Take a look
It’s clear that businesses across the UK are working hard to attract talented candidates to their roles, with some of the nation’s key cities witnessing above-average hikes in pay last month. That’s according to the latest data from CV-Library, the UK’s leading independent job site.
The data explored fluctuations in salaries, jobs and applications throughout April and compared these with statistics from the same period in 2017. The nation as a whole saw salaries rising by 2 per cent year-on-year, but key cities across the UK saw an even bigger jump in pay packets last month. The top cities for salary growth include:
- Glasgow – Salaries rose by 13.9 per cent
- Brighton – Salaries rose by 12.3 per cent
- Cardiff – Salaries rose by 9.6 per cent
- Liverpool – Salaries rose by 5.5 per cent
- Nottingham – Salaries rose by 5.4 per cent
- Southampton – Salaries rose by 4 per cent
- Portsmouth – Salaries rose by 3.7 per cent
- London – Salaries rose by 2.5 per cent
- Manchester – Salaries rose by 2.1 per cent
- Hull – Salaries rose by 1.6 per cent
What’s more, some of the nation’s key industries also witnessed impressive salary growth when comparing data from April 2018, with that of April 2017. The biggest increases were seen in the legal (11.3 per cent), IT (7.2 per cent), care (7.2 per cent), marketing (4.4 per cent) and sales (4.3 per cent) industries.

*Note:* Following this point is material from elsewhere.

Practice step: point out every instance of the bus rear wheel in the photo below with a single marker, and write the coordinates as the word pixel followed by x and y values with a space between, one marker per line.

Lee Biggins, founder and managing director of CV-Library, comments: “It’s great to see that employers are remaining positive in the face of ongoing uncertainty and are continuing to invest in their recruitment efforts. What’s more, the increase in pay packets has come at the right time for many, with the latest ONS figures revealing that wages outpaced inflation for the first time in almost a year. And with salaries rising across many of the nation’s key cities and sectors, the data suggests that the competition to secure the top talent isn’t letting up any time soon!”
Furthermore, job vacancies were also up last month, increasing by a staggering 16.5 per cent year-on-year. That said, candidate appetite did not keep pace, with application rates dropping by 8.2 per cent when compared with data from April 2017.
Biggins concludes: “Last month’s ONS employment figures also revealed that unemployment rates had dropped once again. This, coupled with the decrease in application rates, suggests that professionals are not feeling confident enough to move around the job market right now. If businesses hope to entice candidates out of their current roles, they must continue to offer the most competitive packages they can.”